Tropical Depression Nicholas Hovering Over Heel Of Louisiana

A handful of bullish numbers published by the DOE yesterday morning pushed energy futures to multi-month highs. The prompt month diesel contract was the most noteworthy reaching levels not seen since 2019. The drop in refined product inventories (despite cratering exports), the 7.5% decline in gasoline demand, and the decreased output of gas and diesel fueled yesterday’s rally.
Tropical depression Nicholas is still hovering over the heel of Louisiana. While repairs have been halted due to the downpours, it doesn’t sound like and new damage has cropped up with the latest storm. The EIA published a note this morning highlighting the damage caused by Ida last month and the breadth of energy infrastructure shutdowns.
Colonial restarted its main Line 2 yesterday after shutting it preemptively due to flooding from the storm. The refined product artery taking product from Houston all the way up and through the Atlantic seaboard has returned to normal operations.
A system crossing the Atlantic looks to be heading towards the Lesser Antilles next week with an 80% chance of developing into an organized storm. Another looks to be forming off the Atlantic coast next week as well, projections keep it out to sea for now.

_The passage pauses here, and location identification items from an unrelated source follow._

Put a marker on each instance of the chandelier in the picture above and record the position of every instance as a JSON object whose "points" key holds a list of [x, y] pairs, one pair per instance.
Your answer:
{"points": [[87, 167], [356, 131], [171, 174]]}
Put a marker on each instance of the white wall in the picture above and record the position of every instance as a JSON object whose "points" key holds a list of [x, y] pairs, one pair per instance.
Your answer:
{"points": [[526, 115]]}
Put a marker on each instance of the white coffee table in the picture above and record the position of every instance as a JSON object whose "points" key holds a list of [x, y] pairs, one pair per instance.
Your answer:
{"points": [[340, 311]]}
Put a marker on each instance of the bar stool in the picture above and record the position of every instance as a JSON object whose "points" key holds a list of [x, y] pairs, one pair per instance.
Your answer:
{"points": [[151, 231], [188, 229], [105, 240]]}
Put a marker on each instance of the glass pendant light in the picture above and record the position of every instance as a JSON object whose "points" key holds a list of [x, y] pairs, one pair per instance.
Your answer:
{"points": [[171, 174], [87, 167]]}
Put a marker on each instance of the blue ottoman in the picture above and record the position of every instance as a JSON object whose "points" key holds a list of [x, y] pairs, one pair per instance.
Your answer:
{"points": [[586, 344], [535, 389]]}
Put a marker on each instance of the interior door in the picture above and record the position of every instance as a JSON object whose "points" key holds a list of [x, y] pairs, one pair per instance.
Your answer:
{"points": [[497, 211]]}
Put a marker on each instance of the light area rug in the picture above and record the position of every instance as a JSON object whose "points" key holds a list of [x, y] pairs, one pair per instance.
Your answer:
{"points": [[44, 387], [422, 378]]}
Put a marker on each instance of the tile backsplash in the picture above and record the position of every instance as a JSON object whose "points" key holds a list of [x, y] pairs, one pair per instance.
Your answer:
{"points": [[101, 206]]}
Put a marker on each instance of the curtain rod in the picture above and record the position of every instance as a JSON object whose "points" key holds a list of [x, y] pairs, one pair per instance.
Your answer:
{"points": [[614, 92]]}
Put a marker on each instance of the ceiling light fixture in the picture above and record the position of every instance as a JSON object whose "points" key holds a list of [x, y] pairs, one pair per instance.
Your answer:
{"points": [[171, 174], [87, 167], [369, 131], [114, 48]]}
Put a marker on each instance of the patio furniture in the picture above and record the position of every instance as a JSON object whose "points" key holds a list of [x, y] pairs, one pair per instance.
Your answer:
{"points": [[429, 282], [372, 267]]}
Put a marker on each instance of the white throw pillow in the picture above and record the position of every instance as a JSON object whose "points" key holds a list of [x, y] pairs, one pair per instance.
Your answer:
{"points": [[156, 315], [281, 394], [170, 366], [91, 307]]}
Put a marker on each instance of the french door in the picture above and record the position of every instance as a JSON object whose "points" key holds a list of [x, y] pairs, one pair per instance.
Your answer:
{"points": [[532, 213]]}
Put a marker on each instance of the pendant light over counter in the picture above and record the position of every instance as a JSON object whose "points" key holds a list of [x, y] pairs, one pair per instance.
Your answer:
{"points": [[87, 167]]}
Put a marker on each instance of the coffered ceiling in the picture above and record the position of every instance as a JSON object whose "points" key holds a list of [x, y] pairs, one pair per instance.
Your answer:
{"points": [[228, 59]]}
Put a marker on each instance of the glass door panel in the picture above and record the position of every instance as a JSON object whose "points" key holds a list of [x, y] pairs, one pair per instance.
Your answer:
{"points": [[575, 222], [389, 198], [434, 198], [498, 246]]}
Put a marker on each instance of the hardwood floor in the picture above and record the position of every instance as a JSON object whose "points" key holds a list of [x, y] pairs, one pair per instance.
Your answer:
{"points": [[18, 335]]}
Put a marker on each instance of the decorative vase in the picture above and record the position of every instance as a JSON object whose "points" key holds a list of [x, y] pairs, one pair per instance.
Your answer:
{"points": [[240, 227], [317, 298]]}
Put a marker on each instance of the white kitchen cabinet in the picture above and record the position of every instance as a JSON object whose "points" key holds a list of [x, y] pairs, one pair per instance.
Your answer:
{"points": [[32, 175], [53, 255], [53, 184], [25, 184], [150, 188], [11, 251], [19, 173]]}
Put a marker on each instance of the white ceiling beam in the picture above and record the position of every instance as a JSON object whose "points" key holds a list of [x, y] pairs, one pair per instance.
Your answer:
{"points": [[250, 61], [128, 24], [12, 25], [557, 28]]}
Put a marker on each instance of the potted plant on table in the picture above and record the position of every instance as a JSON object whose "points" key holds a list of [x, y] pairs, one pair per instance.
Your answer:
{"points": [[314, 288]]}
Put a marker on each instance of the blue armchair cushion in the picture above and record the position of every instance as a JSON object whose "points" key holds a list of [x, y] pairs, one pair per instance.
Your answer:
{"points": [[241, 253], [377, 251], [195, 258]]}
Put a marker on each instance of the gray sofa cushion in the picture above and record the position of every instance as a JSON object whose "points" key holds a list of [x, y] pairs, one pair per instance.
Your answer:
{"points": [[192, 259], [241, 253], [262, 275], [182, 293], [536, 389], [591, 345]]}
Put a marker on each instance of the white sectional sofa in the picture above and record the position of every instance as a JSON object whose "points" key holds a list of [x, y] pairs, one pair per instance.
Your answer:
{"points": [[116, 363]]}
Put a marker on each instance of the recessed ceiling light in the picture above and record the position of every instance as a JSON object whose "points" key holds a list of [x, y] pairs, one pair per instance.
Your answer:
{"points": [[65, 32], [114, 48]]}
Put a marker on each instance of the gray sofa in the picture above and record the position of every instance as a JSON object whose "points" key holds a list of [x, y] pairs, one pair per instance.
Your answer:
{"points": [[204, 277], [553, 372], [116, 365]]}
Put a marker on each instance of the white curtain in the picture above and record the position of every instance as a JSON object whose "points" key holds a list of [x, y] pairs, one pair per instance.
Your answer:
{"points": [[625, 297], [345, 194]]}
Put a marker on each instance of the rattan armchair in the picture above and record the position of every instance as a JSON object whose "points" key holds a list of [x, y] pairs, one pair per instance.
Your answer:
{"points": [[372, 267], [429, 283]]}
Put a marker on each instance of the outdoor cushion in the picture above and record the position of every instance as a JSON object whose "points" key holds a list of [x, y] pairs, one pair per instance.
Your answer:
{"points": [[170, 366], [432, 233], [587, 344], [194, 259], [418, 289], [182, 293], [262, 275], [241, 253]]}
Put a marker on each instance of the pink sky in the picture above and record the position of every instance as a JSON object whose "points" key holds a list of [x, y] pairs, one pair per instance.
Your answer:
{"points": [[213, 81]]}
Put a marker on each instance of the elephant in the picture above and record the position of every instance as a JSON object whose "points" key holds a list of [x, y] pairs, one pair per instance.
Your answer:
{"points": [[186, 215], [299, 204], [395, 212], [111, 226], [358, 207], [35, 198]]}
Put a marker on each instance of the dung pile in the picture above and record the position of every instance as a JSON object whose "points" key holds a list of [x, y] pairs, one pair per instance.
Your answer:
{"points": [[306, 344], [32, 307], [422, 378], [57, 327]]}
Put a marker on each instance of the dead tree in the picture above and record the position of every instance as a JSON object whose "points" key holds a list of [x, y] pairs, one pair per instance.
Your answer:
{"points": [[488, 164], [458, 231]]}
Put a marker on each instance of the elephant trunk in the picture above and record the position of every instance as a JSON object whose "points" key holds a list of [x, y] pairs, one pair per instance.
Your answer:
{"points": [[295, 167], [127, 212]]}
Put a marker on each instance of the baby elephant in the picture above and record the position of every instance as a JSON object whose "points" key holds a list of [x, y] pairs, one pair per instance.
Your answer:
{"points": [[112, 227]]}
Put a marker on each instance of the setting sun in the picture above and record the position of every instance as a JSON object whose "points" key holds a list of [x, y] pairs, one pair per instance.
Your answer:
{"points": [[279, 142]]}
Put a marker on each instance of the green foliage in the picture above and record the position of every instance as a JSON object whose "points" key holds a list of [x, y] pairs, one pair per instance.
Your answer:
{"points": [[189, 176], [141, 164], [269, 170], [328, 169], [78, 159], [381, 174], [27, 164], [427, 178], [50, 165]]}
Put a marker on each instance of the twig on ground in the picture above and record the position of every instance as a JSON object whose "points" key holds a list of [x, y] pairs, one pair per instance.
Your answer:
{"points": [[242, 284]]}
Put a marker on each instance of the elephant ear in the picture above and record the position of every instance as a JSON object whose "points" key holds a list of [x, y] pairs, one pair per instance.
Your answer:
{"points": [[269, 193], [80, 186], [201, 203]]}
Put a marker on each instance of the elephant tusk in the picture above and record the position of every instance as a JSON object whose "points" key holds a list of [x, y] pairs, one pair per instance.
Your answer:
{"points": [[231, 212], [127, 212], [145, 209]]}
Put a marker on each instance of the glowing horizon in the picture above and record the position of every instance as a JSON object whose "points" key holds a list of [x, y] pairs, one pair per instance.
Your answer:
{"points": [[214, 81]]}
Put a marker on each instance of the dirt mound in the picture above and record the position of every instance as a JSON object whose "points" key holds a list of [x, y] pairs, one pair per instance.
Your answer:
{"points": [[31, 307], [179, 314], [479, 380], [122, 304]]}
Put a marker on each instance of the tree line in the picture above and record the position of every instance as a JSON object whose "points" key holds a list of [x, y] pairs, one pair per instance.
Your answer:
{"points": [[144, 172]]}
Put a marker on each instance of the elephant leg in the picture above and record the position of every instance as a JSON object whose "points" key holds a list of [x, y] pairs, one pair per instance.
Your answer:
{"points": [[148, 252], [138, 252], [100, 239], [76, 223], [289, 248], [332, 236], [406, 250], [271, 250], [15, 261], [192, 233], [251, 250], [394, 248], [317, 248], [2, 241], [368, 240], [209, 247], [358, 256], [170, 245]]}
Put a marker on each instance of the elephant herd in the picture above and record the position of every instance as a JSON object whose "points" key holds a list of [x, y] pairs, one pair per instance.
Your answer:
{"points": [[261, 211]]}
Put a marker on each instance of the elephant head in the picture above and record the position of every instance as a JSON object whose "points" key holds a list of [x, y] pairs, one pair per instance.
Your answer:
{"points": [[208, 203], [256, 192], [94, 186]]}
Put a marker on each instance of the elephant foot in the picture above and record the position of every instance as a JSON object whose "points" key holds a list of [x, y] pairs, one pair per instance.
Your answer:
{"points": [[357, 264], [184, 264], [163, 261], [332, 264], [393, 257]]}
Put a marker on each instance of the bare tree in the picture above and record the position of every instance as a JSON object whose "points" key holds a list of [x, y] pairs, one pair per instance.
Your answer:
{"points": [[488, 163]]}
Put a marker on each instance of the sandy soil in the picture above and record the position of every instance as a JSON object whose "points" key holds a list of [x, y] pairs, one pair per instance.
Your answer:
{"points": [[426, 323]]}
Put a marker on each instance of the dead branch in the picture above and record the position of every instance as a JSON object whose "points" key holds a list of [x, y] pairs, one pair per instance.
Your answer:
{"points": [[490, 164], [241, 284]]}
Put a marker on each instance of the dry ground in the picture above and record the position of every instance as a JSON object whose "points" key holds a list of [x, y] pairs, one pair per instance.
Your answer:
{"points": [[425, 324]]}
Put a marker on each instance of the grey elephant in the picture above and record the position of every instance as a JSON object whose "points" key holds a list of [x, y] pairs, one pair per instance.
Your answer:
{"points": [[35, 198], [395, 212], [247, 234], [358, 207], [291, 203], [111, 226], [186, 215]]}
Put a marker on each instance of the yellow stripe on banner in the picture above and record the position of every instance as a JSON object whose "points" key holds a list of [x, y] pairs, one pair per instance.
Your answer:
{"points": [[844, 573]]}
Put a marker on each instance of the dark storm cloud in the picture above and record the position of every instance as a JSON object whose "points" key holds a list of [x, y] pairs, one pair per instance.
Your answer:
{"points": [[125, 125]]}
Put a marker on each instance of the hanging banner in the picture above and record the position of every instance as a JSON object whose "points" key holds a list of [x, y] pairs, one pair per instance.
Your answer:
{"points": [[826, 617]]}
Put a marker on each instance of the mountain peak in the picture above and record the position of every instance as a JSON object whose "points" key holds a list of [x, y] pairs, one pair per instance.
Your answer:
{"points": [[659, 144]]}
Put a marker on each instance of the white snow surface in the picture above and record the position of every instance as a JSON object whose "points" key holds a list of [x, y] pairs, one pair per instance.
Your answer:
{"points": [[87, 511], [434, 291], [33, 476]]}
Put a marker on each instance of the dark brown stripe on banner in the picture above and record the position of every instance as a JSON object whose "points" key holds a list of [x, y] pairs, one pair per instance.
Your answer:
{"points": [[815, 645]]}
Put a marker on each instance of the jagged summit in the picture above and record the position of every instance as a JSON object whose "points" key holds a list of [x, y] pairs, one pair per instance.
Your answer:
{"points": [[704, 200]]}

Prices are drifting lower this morning, taking a breather from this week’s rally. American crude oil, gasoline, and diesel benchmarks are shedding ~.7% so far today while the three are poised to end the week with gains. Tomorrow’s price action could be pivotal in deciding if this 18 month-long rally will push energy prices to multi-year highs or if we will finally see a sizable pullback as the US gets back to (some form of) normalcy.